Second, and analogously to hypothesis 1, we hypothesized a positive impact of the first and even a greater impact of the second visual aid on pupils’ appreciation for the realistic response when confronted with both the realistic and the non-realistic response alternative in part 2 (hypothesis 2). More specifically, we first expected that, compared to the RI condition, more pupils in the RI+ condition would choose the RR as the better alternative, and even still more would do so in the RI++ condition (prediction 2a). However, we decided to test hypothesis 2 also for a specific and particularly interesting subset of trials, namely those trials wherein the pupil had reacted with a NR during the first part of the study. So, we further predicted that, for the trials being solved with a NR in part 1 of the study, the RI+ condition would yield more choices for the RR alternative than the RI condition and that even more RRs would be selected in the RI++ condition (prediction 2b). If we would observe this positive effect of the RI+ and RI++ manipulation for this particular subgroup of trials wherein the P-item had initially been solved non-realistically, it would support the claim that the two visual aids may bear a positive impact on pupils’ appreciation for the RR, without necessarily manifesting themselves also in pupils’ own actual response behaviour (as assessed in part 1 of the study).
Lastly, we hypothesized that there would be a positive effect of the two visual aids on pupils’ experienced helpfulness of the illustrations (hypothesis 3).

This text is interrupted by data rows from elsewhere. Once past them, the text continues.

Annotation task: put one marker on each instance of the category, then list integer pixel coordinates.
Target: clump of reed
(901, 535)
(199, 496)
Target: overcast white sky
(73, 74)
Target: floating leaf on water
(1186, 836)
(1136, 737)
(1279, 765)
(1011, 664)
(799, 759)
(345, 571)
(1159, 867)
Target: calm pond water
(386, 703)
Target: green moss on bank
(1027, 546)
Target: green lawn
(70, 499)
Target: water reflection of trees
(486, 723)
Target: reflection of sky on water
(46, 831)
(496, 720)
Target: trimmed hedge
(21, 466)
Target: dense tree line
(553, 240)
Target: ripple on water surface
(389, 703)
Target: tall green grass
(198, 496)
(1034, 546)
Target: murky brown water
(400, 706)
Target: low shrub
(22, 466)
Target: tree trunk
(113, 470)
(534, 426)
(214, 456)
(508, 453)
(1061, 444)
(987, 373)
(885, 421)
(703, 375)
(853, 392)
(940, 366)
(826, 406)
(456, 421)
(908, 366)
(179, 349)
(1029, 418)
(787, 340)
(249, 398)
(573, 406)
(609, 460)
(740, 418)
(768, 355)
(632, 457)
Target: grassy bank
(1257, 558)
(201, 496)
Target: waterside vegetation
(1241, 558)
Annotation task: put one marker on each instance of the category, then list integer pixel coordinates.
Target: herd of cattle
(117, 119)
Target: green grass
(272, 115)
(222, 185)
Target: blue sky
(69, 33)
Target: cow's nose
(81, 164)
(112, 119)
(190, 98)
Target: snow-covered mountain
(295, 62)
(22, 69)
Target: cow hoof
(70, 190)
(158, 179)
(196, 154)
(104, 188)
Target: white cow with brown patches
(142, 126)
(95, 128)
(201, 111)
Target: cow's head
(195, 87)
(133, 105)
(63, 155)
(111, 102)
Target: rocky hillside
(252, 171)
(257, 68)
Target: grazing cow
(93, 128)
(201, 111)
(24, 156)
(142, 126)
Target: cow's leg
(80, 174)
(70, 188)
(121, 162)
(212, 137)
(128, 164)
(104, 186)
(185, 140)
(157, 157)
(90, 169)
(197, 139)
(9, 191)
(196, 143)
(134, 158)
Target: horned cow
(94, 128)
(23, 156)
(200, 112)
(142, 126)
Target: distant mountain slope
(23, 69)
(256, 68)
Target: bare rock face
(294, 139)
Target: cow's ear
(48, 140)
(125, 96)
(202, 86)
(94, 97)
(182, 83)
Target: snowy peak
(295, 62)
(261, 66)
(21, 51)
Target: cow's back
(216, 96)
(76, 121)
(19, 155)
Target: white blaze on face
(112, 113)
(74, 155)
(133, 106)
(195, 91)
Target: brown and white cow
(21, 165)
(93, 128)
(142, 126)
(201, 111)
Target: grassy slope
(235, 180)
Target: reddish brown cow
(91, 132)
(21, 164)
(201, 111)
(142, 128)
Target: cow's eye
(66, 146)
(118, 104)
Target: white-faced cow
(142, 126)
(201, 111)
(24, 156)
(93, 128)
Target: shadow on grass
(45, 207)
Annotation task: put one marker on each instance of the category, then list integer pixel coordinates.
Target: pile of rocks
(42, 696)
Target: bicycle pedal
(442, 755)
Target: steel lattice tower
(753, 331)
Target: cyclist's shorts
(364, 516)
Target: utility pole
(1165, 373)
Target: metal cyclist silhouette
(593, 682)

It was expected that, because of the addition of a specific element in the illustration that made the realistic modelling complexity more apparent in the RI+ condition, and because of the additional cueing of this element by means of highlighting it in the RI++ condition, more pupils in the RI+ condition and even more in the RI++ condition would report that the illustrations were helpful to solve the items, as compared to the RI condition (prediction 3).
Method
Participants
Participants were 288 upper elementary school pupils (girls = 134, boys = 154) between 9 and 12 years old (M = 10.67, SD = 0.67) from the 5th and 6th grade. These pupils, coming from 16 classes from four different schools, were within each class randomly assigned to one of the three conditions (the RI condition, the RI+ condition, or the RI++ condition). In RI condition were 91 pupils (girls = 43, boys = 48), in the RI+ condition 100 pupils (girls = 47, boys = 53) and in the RI++ condition 97 pupils (girls = 44, boys = 53).
Material and procedure
As explained before, all pupils were presented with seven P-items in a paper-and-pencil task. These problems were presented together with illustrations that, depending on the condition, represented the global situation of the problem (RI condition), the global situation of the problem but with the realistic modelling complexity being made more apparent by adding a specific element (RI+ condition) or the situation of the problem with that added element being cued by means of highlighting it (RI++ condition). In part 1 of the study, pupils had to solve the seven P-items individually. In part 2, pupils received the same P-items and the accompanying illustrations together with two possible reactions, a RR and a NR, from which they had to indicate which alternative was better and why. At the end of part 2, they also had to answer a general question about the helpfulness of the illustrations.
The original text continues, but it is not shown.